History & Financial Situation

NexCen purchased the rights to the seven brands back in June 2006.  Since then, the stock has plummeted, as the company has lost money every year since 2005 while book value per share has been negative since 2008.

NEXC took on a great deal of leverage as it expanded its brand portfolio, borrowing over $138m under its credit facility in 2008 in order fund the acquisition of Great American Cookies.

However, the investment did not pay off, and the company struggled under the debt burden, casting doubt over whether it could continue as a going concern.

From the most recent 10-K, NEXC’s

“Credit Facility obligates us to make a scheduled principal payment of $34.5 million on our Class B Franchise Note in July 2011. We currently do not hexpect that we will be able to meet this obligation.”

As a result of the debt load, the company began seeking strategic alternatives for its debt and capital structure with the goal of maximizing return for shareholders.

Strategic Asset Sale

On May 13, 2010, NEXC announced an agreement to sell its franchise businesses to an investment firm with significant franchise experience for $112.5m, subject to stockholder approval. The proceeds would be used to pay off the company’s credit facility.

The definitive proxies for the transaction were filed on June 11, 2010, with special shareholder meeting scheduled for July 29. The proxy described the asset sale of the majority of the company’s assets, followed by a dissolution and liquidation of the company.

On July 30, 2010 the shareholders voted to approve the sale and dissolution proposal, effectively ending the company’s status as a working business.

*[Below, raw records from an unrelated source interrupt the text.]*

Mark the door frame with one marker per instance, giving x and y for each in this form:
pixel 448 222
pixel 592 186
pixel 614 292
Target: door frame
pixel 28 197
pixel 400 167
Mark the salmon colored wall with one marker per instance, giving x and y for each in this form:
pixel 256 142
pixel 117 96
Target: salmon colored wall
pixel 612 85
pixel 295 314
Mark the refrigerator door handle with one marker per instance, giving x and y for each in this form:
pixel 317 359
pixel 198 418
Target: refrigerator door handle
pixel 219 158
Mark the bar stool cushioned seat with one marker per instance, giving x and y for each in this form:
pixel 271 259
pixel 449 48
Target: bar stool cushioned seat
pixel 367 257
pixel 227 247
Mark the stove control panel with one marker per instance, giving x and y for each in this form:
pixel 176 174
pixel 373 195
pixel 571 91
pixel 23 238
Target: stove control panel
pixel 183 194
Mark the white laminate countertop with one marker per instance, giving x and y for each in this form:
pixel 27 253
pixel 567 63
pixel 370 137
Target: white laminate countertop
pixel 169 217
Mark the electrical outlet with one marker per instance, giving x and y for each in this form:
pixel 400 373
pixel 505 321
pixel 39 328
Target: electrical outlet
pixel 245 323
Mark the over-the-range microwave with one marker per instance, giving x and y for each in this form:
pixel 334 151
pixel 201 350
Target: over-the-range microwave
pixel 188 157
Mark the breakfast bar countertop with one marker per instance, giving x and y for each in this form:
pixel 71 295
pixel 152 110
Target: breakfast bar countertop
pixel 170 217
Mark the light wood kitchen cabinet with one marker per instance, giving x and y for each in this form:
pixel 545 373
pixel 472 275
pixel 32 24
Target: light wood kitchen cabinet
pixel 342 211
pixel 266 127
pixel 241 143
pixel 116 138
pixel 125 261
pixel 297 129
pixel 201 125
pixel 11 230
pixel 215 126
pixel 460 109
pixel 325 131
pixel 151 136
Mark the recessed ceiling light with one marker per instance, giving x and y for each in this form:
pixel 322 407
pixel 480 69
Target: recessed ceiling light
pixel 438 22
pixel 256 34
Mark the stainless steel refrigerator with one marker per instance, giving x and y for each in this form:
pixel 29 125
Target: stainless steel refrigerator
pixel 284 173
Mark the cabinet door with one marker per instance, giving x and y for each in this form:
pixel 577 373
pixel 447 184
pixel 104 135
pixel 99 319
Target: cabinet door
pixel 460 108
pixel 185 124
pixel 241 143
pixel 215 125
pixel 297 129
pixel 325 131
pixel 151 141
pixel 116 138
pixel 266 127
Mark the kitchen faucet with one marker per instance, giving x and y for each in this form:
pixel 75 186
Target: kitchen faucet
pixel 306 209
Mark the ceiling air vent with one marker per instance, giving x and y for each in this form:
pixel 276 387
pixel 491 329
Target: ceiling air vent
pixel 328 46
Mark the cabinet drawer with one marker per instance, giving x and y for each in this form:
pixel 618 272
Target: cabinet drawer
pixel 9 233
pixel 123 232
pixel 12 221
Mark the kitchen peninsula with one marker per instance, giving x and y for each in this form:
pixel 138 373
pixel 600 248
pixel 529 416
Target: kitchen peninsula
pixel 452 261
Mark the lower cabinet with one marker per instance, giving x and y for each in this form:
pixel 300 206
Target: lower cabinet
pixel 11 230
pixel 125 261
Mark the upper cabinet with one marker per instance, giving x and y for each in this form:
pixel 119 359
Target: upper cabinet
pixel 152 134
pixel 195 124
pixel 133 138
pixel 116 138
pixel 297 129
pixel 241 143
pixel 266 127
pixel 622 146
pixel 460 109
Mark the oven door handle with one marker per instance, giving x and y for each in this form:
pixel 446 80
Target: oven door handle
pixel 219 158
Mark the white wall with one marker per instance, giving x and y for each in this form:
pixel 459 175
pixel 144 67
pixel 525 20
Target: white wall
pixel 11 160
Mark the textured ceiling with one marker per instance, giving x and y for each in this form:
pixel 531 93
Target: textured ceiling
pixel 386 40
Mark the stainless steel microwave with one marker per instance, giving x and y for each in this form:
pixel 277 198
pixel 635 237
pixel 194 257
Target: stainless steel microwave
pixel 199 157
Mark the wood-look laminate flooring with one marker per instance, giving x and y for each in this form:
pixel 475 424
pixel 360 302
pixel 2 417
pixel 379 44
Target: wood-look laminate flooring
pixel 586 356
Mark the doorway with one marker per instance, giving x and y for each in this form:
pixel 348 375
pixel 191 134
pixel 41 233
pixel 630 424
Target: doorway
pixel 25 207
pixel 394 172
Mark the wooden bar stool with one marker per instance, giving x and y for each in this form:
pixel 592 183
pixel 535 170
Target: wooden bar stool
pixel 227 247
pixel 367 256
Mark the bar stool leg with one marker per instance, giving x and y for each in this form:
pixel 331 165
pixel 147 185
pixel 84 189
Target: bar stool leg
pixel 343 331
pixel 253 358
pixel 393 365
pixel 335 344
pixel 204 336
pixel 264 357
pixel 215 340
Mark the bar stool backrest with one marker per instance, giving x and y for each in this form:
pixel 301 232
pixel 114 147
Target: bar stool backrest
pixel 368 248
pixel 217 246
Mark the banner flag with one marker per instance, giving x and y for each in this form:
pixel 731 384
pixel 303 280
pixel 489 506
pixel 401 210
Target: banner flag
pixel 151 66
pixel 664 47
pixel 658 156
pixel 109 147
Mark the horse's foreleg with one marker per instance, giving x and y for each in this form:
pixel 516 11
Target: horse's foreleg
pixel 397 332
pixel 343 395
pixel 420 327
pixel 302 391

NEXC Plan of Dissolution & Liquidation

According to the proxy filings, the company expects liquidation distributions in the range of $0.12 to $0.16 per share.

NEXC Liquidating Distribution Analysis

The stock is trading only slightly above the low point of the estimated range, providing a downward floor from a risk perspective but with significant upside.

Potential Catalyst

Further increasing the chances that the company will end up distributing cash towards the high end of the range, NEXC announced the hiring of a strategic consulting firm who will handle the wind-down of the company, including the distribution.

The fee for this service is $100k, money that could potentially go to shareholders. However, I like this arrangement because the terms of the agreement provide an incentive fee in the event that at least $8m is distributed to company shareholders.

I’m a big believer that people will focus exclusively on what they are incentivized to do – in this case, it should influence the consulting firm to quickly wrap up the transaction in a timely fashion and for the lowest cost.

Since the biggest risk in these transactions is the final closing being bogged down in legal and logistical nightmares that take a great deal of time, I view this arrangement as a very positive development for shareholders.

Return Scenarios

NEXC Liquidation Return Scenarios

Major Risks

Although the company is estimating the low range of net proceeds to be $0.12, there remains the possibility that shareholders might not receive any compensation at all.

Also, despite the consulting arrangement, these type of liquidations can sometimes take years to wind-down, as the company pays down creditors and satisfies remaining obligations.

Conclusion

While there is definite risk in the deal, substantial upside remains if the consulting company can finalize arrangements in an orderly and efficient manner (right in line with their incentive arrangement).

I believe that the firm will do everything in its power to reach their success target of $8m, allowing for a potential return of 12.14%.

I’m adding NEXC to the Value Uncovered portfolio at Friday’s closing price of $0.123. The record date for the liquidation distribution is today, Sept 13.